No incurro en ningún error al afirmar que los norteamericanos gozamos de una excelente reputación de personas justas. Cuando no somos justos, nos mostramos muy sensibles a la crítica y aceptamos ésta de buen grado.

Ahora bien, tenemos que darnos cuenta de que inconscientemente solemos portarnos de una manera injusta con los individuos de las razas de color. Pero a partir de ahora debemos guardarnos mucho de cometer más tal injusticia, pues estamos entrando en una era de nuevas relaciones con los pueblos de color. Inconscientemente, procedemos de una manera injusta con las personas que no hablan inglés, y también debemos guardamos de cometer tal injusticia, pues la mayoría de nuestros aliados de hoy no hablan inglés. Inconscientemente, somos injustos con las personas que no son norteamericanas o inglesas, y debemos guardarnos de cometer semejante injusticia, pues la mayoría de los habitantes del mundo no son norteamericanos ni ingleses.

Desechemos nuestra ignorancia y abandonemos el espíritu patriotero. El mundo permanece con los ojos fijos en nosotros. No somos más que una de las naciones que lo forman, una de sus democracias. Es cierto que Norteamérica ocupa un lugar estratégico en el globo. Y en lo futuro puede correspondernos a nosotros el mando. Pero esto sólo ocurrirá si somos lo bastante grandes para merecerlo.

Lo dicho significa que tenemos que crecer mucho y muy de prisa en los próximos años; tenemos que doblar y triplicar nuestra marcha de crecimiento; tenemos que despojarnos de un montón de prejuicios infantiles, falsos orgullos y temores. Si no lo hacemos así, se apoderarán del mando China, Rusia o la India.

No nos empeñemos en continuar como hasta ahora.

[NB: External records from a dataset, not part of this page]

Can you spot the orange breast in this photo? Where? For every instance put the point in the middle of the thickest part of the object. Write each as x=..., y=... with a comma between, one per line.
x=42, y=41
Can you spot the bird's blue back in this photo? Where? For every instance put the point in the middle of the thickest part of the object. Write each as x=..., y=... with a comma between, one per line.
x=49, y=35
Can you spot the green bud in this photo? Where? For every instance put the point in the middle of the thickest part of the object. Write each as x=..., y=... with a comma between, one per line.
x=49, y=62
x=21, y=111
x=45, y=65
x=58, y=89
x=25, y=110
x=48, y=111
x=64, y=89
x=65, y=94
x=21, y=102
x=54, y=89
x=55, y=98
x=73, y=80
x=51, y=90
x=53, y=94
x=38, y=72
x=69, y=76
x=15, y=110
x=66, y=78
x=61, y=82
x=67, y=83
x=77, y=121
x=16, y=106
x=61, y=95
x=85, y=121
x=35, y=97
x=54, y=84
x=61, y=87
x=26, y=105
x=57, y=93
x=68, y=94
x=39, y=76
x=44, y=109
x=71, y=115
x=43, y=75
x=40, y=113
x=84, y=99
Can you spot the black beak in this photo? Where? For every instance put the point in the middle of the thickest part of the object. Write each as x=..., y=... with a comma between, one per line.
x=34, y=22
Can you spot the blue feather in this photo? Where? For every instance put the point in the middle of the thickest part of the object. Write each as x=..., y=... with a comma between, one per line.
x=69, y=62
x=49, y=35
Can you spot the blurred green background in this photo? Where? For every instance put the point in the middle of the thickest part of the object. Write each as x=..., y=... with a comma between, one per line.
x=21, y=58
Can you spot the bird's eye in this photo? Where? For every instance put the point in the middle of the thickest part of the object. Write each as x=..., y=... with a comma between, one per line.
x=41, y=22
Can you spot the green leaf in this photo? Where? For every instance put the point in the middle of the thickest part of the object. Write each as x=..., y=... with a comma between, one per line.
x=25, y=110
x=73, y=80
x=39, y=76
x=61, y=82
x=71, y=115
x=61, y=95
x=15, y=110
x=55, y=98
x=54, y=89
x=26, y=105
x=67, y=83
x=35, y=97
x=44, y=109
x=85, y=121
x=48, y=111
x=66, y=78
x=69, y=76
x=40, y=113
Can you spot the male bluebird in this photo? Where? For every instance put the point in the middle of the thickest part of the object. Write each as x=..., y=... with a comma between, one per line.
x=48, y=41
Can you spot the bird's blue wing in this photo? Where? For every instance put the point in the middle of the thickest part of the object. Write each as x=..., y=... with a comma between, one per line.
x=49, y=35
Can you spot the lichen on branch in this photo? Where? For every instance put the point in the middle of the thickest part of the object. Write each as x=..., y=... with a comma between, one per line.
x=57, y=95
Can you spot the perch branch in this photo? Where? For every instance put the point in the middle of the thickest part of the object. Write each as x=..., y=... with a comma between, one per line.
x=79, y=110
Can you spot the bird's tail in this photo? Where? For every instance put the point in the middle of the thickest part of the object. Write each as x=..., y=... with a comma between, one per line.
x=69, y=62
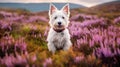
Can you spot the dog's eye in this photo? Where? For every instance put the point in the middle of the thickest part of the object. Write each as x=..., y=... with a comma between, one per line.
x=63, y=17
x=55, y=18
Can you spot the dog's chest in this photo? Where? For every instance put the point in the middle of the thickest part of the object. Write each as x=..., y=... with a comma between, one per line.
x=59, y=39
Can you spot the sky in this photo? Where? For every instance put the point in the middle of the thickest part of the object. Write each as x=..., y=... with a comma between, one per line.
x=87, y=3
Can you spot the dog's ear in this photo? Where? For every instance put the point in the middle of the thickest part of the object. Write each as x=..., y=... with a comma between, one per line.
x=66, y=9
x=52, y=9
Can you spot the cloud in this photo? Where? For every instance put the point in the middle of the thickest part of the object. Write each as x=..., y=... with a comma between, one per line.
x=82, y=2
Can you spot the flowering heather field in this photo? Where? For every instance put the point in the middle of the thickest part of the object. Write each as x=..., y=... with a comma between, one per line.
x=96, y=41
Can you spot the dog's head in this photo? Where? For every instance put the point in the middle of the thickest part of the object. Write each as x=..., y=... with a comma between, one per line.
x=59, y=19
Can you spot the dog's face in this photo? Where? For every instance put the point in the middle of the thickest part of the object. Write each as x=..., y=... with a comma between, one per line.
x=59, y=19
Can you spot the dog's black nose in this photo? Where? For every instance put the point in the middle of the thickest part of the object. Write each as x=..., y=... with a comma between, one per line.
x=59, y=23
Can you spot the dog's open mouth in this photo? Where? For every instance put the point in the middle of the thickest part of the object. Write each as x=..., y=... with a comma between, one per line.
x=59, y=28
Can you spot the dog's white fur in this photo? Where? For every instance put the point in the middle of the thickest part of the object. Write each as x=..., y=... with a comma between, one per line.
x=58, y=39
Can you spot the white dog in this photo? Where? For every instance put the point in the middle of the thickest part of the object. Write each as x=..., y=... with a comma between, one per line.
x=58, y=36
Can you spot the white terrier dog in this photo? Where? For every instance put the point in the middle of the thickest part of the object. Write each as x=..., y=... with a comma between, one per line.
x=58, y=36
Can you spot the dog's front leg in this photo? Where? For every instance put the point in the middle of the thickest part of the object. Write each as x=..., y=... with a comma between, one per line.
x=67, y=45
x=51, y=47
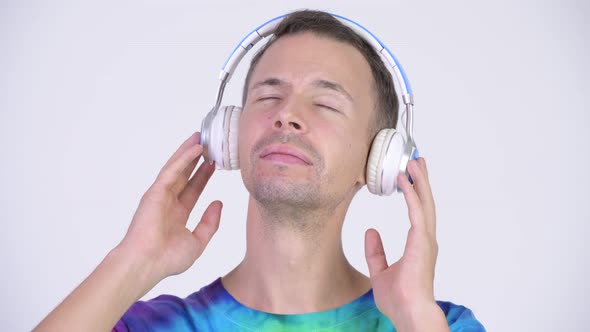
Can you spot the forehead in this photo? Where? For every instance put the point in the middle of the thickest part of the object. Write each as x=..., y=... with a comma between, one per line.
x=307, y=57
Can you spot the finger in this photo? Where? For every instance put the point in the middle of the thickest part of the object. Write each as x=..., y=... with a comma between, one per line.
x=208, y=225
x=415, y=212
x=422, y=163
x=191, y=141
x=190, y=194
x=170, y=176
x=186, y=173
x=417, y=170
x=374, y=253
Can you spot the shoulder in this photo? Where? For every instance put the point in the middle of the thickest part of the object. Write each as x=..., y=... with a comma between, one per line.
x=460, y=318
x=164, y=312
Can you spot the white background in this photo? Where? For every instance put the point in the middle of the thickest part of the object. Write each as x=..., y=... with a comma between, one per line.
x=95, y=97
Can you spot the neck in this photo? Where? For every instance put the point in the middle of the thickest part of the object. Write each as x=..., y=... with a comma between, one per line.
x=294, y=262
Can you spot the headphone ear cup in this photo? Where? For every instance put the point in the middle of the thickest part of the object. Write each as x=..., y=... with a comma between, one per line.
x=223, y=129
x=231, y=131
x=384, y=161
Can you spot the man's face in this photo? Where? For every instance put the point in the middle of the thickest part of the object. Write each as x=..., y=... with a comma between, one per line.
x=303, y=137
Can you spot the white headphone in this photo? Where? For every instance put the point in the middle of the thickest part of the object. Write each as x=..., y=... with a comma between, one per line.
x=390, y=152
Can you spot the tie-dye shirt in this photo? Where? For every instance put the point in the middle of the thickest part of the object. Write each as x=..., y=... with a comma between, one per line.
x=213, y=309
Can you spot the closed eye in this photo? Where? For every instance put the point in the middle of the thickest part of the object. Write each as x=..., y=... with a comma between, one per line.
x=327, y=107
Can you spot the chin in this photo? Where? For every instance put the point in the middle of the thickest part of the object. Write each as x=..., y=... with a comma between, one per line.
x=280, y=191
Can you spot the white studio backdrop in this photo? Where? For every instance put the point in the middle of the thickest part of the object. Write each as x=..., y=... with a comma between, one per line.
x=95, y=97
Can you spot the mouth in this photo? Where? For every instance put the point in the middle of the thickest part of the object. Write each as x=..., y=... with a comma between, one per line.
x=285, y=154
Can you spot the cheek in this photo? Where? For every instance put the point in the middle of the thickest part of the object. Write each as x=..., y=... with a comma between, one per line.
x=345, y=150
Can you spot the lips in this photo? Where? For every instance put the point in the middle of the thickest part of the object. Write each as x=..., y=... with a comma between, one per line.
x=284, y=154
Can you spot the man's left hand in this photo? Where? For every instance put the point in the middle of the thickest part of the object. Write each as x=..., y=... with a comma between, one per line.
x=404, y=291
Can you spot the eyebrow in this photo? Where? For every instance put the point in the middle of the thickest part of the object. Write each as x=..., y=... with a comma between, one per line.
x=269, y=82
x=317, y=83
x=333, y=86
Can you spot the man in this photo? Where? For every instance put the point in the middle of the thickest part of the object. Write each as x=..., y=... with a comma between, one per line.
x=314, y=98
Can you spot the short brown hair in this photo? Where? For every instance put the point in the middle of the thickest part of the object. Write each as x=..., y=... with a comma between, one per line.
x=326, y=25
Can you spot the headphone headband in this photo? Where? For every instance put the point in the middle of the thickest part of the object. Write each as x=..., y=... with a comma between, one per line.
x=268, y=27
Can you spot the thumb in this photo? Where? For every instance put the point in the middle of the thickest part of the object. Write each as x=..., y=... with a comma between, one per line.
x=374, y=252
x=208, y=225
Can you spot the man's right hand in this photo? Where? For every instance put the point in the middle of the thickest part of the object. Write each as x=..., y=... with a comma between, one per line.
x=157, y=244
x=158, y=232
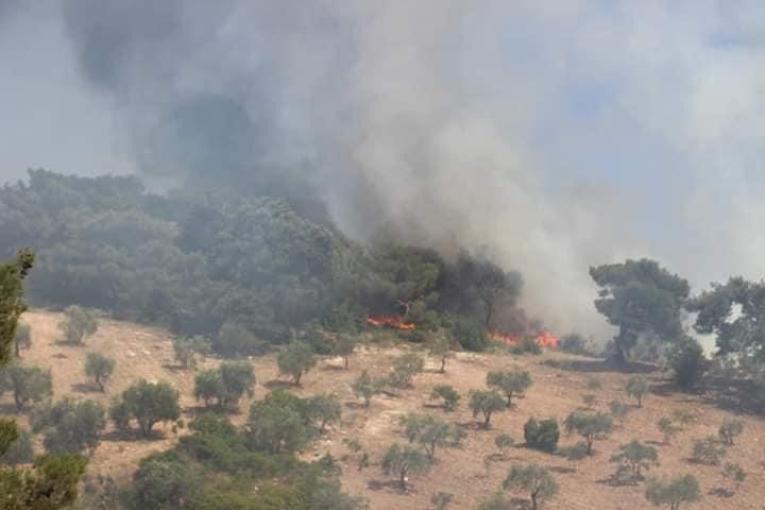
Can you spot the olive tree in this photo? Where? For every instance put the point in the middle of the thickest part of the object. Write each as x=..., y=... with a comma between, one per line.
x=403, y=461
x=148, y=403
x=673, y=492
x=71, y=427
x=511, y=383
x=486, y=403
x=591, y=426
x=28, y=384
x=534, y=480
x=634, y=458
x=99, y=368
x=78, y=324
x=295, y=360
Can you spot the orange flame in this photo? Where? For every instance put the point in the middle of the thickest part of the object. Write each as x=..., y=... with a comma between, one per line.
x=543, y=339
x=390, y=321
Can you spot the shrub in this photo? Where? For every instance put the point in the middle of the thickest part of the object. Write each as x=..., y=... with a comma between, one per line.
x=71, y=427
x=542, y=435
x=148, y=403
x=449, y=396
x=708, y=451
x=431, y=433
x=78, y=324
x=403, y=461
x=534, y=480
x=99, y=367
x=730, y=429
x=634, y=458
x=673, y=492
x=688, y=363
x=590, y=426
x=27, y=384
x=486, y=403
x=636, y=388
x=295, y=360
x=511, y=383
x=20, y=451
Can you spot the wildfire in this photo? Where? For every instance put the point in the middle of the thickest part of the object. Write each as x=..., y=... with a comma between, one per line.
x=390, y=321
x=543, y=339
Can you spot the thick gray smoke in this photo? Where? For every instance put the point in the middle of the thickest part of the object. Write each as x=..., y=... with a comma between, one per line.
x=546, y=135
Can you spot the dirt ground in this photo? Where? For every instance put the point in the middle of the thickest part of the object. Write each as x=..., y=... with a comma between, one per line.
x=143, y=352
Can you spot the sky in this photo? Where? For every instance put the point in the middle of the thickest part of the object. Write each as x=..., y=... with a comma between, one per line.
x=550, y=135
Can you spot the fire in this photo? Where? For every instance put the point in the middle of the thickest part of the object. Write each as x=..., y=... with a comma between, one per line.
x=390, y=321
x=543, y=339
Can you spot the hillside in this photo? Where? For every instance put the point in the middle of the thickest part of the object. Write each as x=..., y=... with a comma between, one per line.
x=143, y=352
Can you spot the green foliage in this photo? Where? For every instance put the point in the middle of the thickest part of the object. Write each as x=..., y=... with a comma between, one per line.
x=296, y=359
x=279, y=423
x=673, y=492
x=20, y=451
x=534, y=480
x=486, y=403
x=50, y=485
x=688, y=363
x=148, y=403
x=163, y=483
x=9, y=433
x=511, y=383
x=99, y=367
x=591, y=426
x=78, y=324
x=365, y=387
x=323, y=409
x=12, y=304
x=431, y=433
x=636, y=388
x=405, y=367
x=708, y=451
x=470, y=334
x=23, y=337
x=27, y=384
x=542, y=435
x=642, y=299
x=69, y=426
x=730, y=429
x=668, y=428
x=634, y=458
x=404, y=461
x=449, y=396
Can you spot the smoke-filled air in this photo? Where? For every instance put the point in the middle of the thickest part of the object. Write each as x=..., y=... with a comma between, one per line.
x=280, y=240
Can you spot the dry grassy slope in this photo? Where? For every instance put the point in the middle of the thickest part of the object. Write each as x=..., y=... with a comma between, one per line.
x=147, y=352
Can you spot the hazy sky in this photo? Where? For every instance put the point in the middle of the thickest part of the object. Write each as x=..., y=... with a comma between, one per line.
x=601, y=128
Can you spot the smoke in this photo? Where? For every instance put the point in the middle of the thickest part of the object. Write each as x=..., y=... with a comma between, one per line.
x=545, y=136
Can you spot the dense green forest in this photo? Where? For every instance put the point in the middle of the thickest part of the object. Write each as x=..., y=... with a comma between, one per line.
x=216, y=262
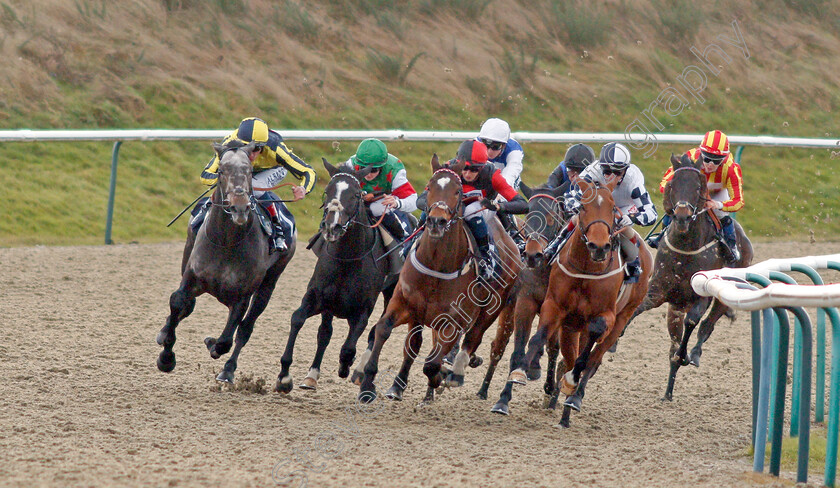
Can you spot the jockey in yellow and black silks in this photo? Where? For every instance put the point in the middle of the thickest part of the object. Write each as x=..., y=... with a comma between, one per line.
x=272, y=161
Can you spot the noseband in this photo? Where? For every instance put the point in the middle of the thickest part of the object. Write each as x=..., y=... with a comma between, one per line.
x=454, y=214
x=335, y=205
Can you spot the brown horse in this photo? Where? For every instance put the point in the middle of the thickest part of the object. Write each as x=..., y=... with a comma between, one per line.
x=543, y=222
x=438, y=288
x=690, y=245
x=586, y=300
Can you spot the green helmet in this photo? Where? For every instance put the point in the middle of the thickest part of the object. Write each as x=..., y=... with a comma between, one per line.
x=371, y=152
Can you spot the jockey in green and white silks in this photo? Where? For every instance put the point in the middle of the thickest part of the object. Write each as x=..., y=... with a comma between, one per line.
x=389, y=180
x=631, y=199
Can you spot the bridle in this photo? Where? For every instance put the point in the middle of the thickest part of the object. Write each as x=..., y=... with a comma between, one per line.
x=225, y=204
x=454, y=215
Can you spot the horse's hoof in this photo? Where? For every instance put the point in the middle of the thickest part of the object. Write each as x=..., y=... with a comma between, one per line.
x=394, y=394
x=501, y=408
x=343, y=370
x=284, y=385
x=166, y=361
x=367, y=397
x=518, y=377
x=225, y=377
x=573, y=402
x=454, y=380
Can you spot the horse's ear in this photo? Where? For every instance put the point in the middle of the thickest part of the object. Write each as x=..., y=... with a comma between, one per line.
x=332, y=170
x=435, y=162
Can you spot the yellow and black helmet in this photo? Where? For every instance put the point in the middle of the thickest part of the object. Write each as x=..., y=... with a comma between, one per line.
x=253, y=129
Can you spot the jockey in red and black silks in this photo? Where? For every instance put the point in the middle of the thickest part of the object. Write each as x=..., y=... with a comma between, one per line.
x=485, y=181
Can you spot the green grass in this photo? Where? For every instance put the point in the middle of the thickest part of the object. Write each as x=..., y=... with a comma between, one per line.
x=57, y=193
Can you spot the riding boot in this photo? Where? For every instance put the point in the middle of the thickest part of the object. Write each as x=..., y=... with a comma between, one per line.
x=630, y=248
x=277, y=242
x=653, y=241
x=488, y=262
x=394, y=226
x=731, y=253
x=558, y=242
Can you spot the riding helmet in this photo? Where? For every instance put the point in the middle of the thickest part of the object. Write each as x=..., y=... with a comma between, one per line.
x=615, y=155
x=371, y=152
x=715, y=143
x=472, y=152
x=494, y=130
x=253, y=129
x=578, y=157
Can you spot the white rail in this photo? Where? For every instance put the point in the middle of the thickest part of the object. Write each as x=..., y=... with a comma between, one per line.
x=713, y=283
x=24, y=135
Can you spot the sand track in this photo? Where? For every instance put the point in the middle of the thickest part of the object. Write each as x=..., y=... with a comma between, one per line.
x=83, y=404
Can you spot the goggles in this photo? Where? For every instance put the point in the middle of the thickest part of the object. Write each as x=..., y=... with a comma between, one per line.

No es posible. En la actualidad nos contemplan millones de seres que viven en Oriente, aunque no seguirán contemplándonos durante mucho tiempo si no nos mostramos a la altura de las circunstancias. Los orientales son sabios y viejos, y han estado aprendiendo lo que enseña Occidente. Pero la cuestión sigue en pie. Continuarán esperando durante la presente crisis, pero no esperarán más que hasta ver lo que hacemos.

Debemos conocer, conocer la verdad de estas otras democracias. Aún no nos ha sido revelada la verdadera historia de la misión Cripps en la India. Yo estoy convencida de que Inglaterra actuó correctamente y con verdadero deseo de hacer lo que, según su criterio, creía que debía hacerse en la India. Pero la India y sus jefes son también hombres íntegros y han hecho lo que ellos pensaban que debía hacerse. La India no debe ser condenada —nosotros menos que ningún otro pueblo debemos hacerlo—, ya que una vez nos encontramos en la misma situación que ella se encuentra ahora.

No debemos condenar a nadie, sino saber. La Historia de China no ha sido relatada. ¿Cuántos de nosotros, a los que concierne el importante asunto de las democracias, hemos leído la Historia de China, en especial la parte que se refiere a su desarrollo democrático? ¿Cuántos han estudiado sus formas democráticas de hoy, no sólo su sistema de gobierno, sino la democracia pragmática que su pueblo vive diariamente?

Seamos lo bastante cuerdos para confesar nuestra ignorancia y enfoquemos ese asunto de la Unión Federal de las democracias con nuevo espíritu, el espíritu de unión con todas las democracias, sean de donde sean.